Marten Eertman (Usquert, 13 maart 1863 - Zuidwolde, 25 juli 1940) was een Nederlandse orgelbouwer die woonde en werkte in de provincie Groningen.

Leven en werk

Eertman was de zoon van een kuiper, Roelf Johannes Eertman, en Garbrandina Bolhuis. In 1887, het jaar waarin hij een café begon in Noordwolde, trouwde hij met Margritha Wolters. Zij kregen twee dochters, in 1888 en in 1892.

Vanaf 1895 begon Eertman te handelen in harmoniums en piano's en ging hij zich toeleggen op onderhoud en reparatie van pijporgels. Al snel kreeg hij opdrachten voor het maken van nieuwe kerkorgels. Zijn eerste instrument bouwde hij in 1899 voor de kerk van Adorp. Daarna volgden nieuwbouwinstrumenten voor kerken in Middelstum (1901), Meedhuizen (1906), Niezijl (1907), Roodeschool (1908), Aduard (1908), Ten Post (1913, niet meer bestaand), Zuidhorn (1913), Oldehove (1913, sterk gewijzigd) en Thesinge (1920). Tot de orgels die hij verbouwd heeft behoren dat van Hendricus Huisz uit 1658 in de kerk van Noordwolde, waar zijn veranderingen in 1903 relatief bescheiden waren, en dat van Arp Schnitger uit 1696 in de kerk van Harkstede, waarvan hij in 1908 in feite alleen de orgelkast intact liet.

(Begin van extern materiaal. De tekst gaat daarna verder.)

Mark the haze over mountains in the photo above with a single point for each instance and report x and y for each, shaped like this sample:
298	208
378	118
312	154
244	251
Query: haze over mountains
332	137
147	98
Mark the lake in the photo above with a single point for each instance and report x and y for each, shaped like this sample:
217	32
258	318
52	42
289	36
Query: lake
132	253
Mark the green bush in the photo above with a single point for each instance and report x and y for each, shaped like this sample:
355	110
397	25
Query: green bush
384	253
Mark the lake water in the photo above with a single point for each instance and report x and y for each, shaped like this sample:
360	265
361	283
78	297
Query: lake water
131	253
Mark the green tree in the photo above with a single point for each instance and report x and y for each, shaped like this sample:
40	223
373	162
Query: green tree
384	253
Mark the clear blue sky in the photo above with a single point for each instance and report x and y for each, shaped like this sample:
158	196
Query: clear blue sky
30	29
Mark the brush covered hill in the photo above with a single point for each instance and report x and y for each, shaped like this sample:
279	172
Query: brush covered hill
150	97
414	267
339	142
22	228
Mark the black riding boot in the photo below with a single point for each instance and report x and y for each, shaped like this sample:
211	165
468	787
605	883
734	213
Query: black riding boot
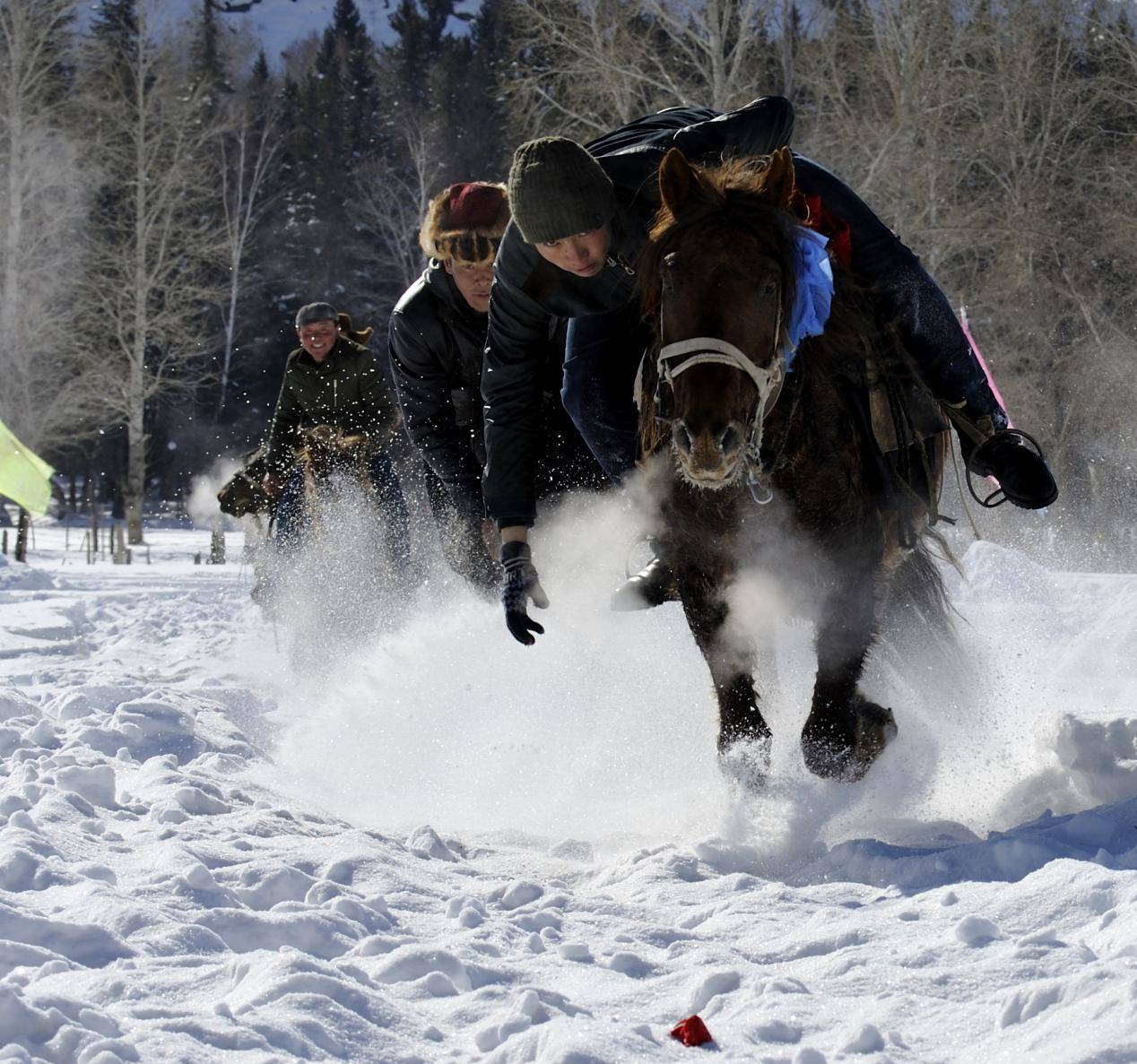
1021	471
652	585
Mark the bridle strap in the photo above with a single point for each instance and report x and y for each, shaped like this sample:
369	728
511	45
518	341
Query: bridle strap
700	350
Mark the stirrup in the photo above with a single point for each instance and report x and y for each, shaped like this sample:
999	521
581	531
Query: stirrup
1000	496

Eertman had in Noordwolde een leerling, Hendrik Vegter (1892-1967), die in 1919 overstapte naar de firma A.S.J. Dekker te Goes en zich later vestigde in Usquert. Vegter is bekend van één eigen nieuwbouworgel, dat hij in 1922 bouwde voor de Walfriduskerk te Bedum. Vegter zou Eertmans schoonzoon en opvolger worden, maar toen de verloving met Eertmans dochter uitraakte bekoelde hun verstandhouding, zodat niet Vegter maar de firma Holtman & Leemhuis te Zuidbroek de zaken van Eertman overnam. Na 1925 leefde Eertman teruggetrokken in Zuidwolde, waar hij in 1940 op 77-jarige leeftijd stierf.

Orgels

Het oeuvre van de eclectische autodidact Eertman is sterk geënt op de orgelbouw uit de 17e en 18e eeuw, zowel qua uiterlijk als qua klankideaal. Het Huisz-orgel in zijn woonplaats Noordwolde dat hij jarenlang in onderhoud had, diende hem tot voorbeeld in de vorm en ornamentiek, evenals de orgels van Schnitger, Albertus Antoni Hinsz en Heinrich Hermann Freytag. Ook is invloed te bespeuren van de Groninger orgelfamilies Lohman en Van Oeckelen. Hij gebruikte regelmatig houtsnijwerk in barok- of rococostijl dat hij van elders had betrokken. Ook orgelpijpen, klavieren en andere onderdelen kocht hij vaak kant-en-klaar in Duitsland, in navolging van Roelf Meijer, maar in tegenstelling tot deze Veendammer collega had hij een minder superieure leverancier. Daardoor is de intonatie van zijn 'boerenorgels' niet altijd heel zuiver en de klank soms wat wollig.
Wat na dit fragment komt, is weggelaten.